Tiny DNA reader to advance development of anticancer drugs
DNA is small. Really, really, small. So, when researchers want to study the structure of a single-stranded DNA, they can't just pull out their microscopes: they have to get creative.
In a study published this week in Scientific Reports, researchers from Japan's Osaka University explain how they came up with a really small solution to the challenge of studying anticancer drugs incorporated into single strands of DNA.
With almost half of us likely to develop cancer at some point in our lifetime, the need for novel and effective treatments has never been more critical. And while researchers are constantly developing new and improved therapies to kill cancer cells, or at least halt their replication, a limited understanding of precisely how these drugs work can sometimes make it difficult to advance otherwise promising treatments.
One such treatment, trifluridine, is an anticancer drug that gets incorporated into DNA as it replicates. While similar to thymine, one of the four nucleotides that make up DNA, trifluridine can't bind to thymine's partner nucleotide, adenine.
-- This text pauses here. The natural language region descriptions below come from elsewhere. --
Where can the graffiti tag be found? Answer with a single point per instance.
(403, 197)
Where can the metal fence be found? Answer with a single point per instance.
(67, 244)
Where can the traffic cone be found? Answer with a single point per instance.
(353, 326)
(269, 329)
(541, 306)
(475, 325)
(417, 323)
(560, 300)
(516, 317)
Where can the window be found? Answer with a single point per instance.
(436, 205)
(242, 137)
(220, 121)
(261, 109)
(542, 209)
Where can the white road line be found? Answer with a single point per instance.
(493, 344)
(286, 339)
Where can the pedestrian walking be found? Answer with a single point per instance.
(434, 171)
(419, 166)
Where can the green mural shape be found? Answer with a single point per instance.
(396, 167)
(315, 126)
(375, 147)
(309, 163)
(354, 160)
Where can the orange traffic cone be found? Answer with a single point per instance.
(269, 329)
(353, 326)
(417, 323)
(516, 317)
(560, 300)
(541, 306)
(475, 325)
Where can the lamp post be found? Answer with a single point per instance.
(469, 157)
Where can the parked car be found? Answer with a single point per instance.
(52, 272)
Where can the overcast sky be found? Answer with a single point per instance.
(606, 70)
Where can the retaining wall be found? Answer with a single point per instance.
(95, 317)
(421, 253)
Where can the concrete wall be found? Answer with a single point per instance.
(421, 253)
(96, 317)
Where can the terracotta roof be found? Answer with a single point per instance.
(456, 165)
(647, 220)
This destabilizes the DNA molecule, resulting in aberrant gene expression and, ultimately, cell death.
But exactly where trifluridine gets incorporated into the DNA remains a mystery because it is not distinguished by traditional DNA sequencing methods, hampering efforts to fully understand and develop the technology.
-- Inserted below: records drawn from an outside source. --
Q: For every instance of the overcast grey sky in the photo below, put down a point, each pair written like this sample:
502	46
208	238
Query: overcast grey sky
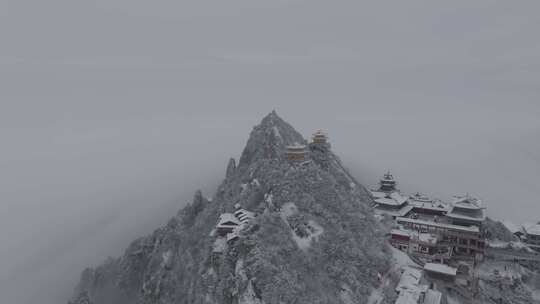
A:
113	112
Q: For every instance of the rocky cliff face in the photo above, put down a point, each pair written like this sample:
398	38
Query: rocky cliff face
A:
313	240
Therefore, the team at Osaka University set about developing a DNA sequencing method that could distinguish the drug molecules from normal nucleotides in short strands of DNA. Using microscopic probes, the researchers passed an electrical current across a distance approximately 65,000 times smaller than a grain of sand—a gap just wide enough to fit a strand of DNA.
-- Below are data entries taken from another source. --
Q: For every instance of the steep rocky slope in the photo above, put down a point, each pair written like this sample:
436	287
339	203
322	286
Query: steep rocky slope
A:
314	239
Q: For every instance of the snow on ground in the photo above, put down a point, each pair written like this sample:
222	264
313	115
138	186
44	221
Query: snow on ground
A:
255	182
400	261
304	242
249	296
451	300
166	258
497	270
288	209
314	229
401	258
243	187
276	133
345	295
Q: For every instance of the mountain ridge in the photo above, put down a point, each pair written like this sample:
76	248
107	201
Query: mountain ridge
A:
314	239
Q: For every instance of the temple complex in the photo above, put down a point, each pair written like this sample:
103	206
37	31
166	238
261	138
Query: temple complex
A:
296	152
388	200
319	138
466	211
"Using this single-molecule quantum sequencing method, we successfully identified individual molecules in the DNA based on differences in electrical conductance," explains lead author Takahito Ohshiro. "For the first time, we were able to directly detect anticancer drug molecules incorporated in the DNA."
Importantly, the conductance of trifluridine was lower than that of the four native nucleotides, which also displayed divergent conductance values, allowing it to easily be distinguished in the DNA sequence. Based on these values, the researchers successfully sequenced single DNA strands of up to 21 nucleotides, pinpointing the exact insertion sites of trifluridine.
"Now that we have the ability to determine exactly where the drug is incorporated, we can develop a better understanding of the mechanism involved in DNA damage," says senior author Masateru Taniguchi. "We expect that this technology will aid in the rapid development of new and more effective anticancer drugs."